The median age of the total safety population (n = 22) was 46 years (range, 25-68) and most patients were male (n = 15). The population was heavily pretreated with a median of 4 (range, 3-9) prior lines of therapy.
Additional findings from the trial showed that patients with testicular cancer treated at dose level 2 with lymphodepletion (n = 7) experienced a better response than the overall population, achieving an ORR of 57% with a DCR of 85%. The ORR for the total population of patients with testicular cancer who received either BNT211-01 dose with lymphodepletion was 45% with a DCR of 54%.
One patient with testicular cancer who previously underwent 6 lines of treatment with chemotherapy was still in an ongoing CR at the data cutoff. This was a patient with a large tumor mass at baseline that displayed an impressive regression at 6 weeks following CAR T-cell therapy and became PET-negative over time, Mackensen noted.
Regarding safety, 20 patients in the safety population experienced a grade 3 or higher treatment-emergent adverse effect (TEAE). A single case of grade 1 immune effector cell-associated neurotoxicity syndrome was reported, and it quickly resolved.
Cytokine release syndrome (CRS), a common TEAE accompanying CAR T-cell treatments, was present in 10 patients (45%). Increased levels of interleukin 6 were present in patients with CRS. All instances of CRS were grade 3 or less and were manageable with tocilizumab (Actemra), if needed.

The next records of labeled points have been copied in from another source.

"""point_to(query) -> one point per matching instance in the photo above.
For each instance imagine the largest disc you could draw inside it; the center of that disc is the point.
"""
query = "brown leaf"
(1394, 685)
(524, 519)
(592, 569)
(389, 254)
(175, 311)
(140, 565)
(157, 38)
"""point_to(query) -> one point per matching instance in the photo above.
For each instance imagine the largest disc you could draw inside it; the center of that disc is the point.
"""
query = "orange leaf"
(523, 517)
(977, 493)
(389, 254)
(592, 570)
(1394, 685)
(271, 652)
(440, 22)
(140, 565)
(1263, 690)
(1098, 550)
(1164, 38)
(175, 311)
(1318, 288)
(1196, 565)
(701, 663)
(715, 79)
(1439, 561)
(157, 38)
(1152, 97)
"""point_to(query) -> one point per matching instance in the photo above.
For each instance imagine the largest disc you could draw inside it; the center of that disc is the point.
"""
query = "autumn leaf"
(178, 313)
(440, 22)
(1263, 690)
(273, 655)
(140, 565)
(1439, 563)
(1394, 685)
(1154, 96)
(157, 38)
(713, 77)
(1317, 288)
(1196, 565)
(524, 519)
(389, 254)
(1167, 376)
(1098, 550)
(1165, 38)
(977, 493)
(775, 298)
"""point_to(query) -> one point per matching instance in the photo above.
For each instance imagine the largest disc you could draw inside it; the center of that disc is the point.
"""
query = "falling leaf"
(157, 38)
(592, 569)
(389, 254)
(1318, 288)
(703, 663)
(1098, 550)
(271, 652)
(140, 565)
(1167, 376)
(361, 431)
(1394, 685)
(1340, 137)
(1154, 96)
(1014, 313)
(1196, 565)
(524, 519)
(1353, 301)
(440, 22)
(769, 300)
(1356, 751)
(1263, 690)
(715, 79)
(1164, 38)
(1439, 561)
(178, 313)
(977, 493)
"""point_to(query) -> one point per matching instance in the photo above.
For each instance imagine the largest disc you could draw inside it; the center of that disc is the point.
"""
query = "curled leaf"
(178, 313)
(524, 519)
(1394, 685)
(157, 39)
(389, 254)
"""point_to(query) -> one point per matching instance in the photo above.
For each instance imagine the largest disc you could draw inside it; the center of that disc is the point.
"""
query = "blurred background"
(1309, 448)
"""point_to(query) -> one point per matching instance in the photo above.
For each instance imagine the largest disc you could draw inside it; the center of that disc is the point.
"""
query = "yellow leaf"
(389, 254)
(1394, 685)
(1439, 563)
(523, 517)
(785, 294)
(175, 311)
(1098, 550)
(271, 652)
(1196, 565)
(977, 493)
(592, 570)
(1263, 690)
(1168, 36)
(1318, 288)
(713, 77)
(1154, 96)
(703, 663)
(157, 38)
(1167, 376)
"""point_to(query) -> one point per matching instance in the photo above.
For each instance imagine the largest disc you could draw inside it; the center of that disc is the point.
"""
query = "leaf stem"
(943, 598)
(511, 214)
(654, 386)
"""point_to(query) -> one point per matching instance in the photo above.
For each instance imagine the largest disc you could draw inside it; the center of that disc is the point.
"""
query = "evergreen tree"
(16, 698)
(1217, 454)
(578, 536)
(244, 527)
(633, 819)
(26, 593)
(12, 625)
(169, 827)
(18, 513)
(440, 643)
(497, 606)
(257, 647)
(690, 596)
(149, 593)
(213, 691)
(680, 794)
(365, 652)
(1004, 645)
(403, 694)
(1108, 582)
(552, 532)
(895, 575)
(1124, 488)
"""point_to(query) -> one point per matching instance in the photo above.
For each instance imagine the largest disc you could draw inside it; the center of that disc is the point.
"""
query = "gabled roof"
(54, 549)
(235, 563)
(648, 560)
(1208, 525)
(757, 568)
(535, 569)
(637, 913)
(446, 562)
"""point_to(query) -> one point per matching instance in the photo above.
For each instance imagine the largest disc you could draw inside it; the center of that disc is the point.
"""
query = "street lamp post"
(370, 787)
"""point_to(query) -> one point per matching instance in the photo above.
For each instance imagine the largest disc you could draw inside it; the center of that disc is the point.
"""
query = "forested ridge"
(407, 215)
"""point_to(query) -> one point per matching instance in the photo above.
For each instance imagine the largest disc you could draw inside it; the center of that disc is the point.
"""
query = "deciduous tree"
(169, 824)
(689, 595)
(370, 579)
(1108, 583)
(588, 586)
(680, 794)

Dose-limiting toxicities (DLTs) were observed in 2 patients, including 1 treated at dose level 2 alone and 1 treated at dose level 2 in combination with the CLDN6-encoding mRNA vaccine. The DLTs consisted of prolonged pancytopenia after lymphodepletion for the patient treated with the CAR T-cell monotherapy and hemophagocytic lymphohistiocytosis for the patient treated with the combination, though this toxicity occurred before administration of the CLDN6-encoding mRNA vaccine. Eight total patients died during the trial, all from disease progression.
In terms of pharmacokinetics, a strong persistence of CAR T cells was reported for over 100 days. A few patients also displayed persistence for over 200 days.
“Some patients showed long-term CAR T-cell persistence for more than 200 days post CAR T-cell infusion,” Mackensen said. “The process of generation of CLDN6 CAR T-cells has now been switched to an automated process and dose escalation is ongoing. The recommended phase 2 dose will be identified for the automated product [in the future].”